東京都「カスハラ防止条例」は官民のサービス担当者、窓口担当者を救えるか?
顧客から理不尽な言動や要求を受けるカスタマーハラスメント、いわゆる「カスハラ」が社会問題化する中、東京都は、全国初の「カスハラ防止条例」の成立に向けて動き出した。

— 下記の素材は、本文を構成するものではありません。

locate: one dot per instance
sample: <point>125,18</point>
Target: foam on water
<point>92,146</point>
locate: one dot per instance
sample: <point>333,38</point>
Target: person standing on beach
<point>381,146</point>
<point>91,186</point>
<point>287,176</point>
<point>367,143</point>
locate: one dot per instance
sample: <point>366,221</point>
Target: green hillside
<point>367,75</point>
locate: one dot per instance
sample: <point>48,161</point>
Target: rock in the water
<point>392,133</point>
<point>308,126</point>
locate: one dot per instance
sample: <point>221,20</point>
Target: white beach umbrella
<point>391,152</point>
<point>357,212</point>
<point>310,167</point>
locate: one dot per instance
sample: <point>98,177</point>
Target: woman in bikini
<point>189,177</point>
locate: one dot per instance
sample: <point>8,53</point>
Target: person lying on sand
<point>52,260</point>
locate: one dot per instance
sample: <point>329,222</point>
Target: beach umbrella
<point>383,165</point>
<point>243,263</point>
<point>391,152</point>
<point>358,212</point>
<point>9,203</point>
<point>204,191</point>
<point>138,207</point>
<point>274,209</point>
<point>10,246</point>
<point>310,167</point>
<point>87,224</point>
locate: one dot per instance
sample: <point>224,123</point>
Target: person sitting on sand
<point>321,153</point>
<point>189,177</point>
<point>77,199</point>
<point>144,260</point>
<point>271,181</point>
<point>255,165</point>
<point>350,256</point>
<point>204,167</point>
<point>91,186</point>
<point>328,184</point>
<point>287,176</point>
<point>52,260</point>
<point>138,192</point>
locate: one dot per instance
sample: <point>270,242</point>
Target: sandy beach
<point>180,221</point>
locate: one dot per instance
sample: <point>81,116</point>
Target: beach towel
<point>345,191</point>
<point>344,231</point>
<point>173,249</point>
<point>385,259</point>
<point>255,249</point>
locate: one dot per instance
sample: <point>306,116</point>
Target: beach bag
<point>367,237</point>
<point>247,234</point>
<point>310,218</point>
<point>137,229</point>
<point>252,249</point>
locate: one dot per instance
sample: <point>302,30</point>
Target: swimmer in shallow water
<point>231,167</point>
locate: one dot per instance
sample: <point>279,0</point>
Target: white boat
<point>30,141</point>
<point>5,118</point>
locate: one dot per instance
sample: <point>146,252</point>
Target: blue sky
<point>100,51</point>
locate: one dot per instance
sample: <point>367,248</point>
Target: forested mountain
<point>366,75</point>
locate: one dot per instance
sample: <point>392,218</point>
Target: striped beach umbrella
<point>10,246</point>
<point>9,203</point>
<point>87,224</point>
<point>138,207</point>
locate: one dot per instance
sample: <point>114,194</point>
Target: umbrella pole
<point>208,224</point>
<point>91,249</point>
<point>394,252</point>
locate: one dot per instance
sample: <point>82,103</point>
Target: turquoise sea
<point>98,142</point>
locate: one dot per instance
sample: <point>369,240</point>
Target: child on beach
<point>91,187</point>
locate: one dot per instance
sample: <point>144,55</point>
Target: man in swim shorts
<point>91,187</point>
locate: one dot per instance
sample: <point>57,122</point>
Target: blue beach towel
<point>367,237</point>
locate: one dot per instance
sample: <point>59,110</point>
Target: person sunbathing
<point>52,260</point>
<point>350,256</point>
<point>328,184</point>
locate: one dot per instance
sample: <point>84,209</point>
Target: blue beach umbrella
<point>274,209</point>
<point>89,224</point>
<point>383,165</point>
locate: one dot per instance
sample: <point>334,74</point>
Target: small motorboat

都が提示した素案によれば、カスハラを「就業者に対する暴言や、正当な理由がない過度な要求などの不当な行為で就業環境を害するもの」と定義。条例では店舗などだけでなく会社や役所の窓口、学校など、官民を問わず対象を設定する。また国会議員などが優越的な立場を利用して行政の職員に過度な要求を行うケースも想定している。
悪質な場合は “警察・弁護士等に相談のうえ”対処
都は、具体的な禁止行為をまとめたガイドラインを作成し、官民を問わず対応マニュアルを作成する対策を求めていくとしているが、罰則規定は想定されていない。早ければ、秋の都議会で条例案を提出する見通し。社会部記者はこう話す。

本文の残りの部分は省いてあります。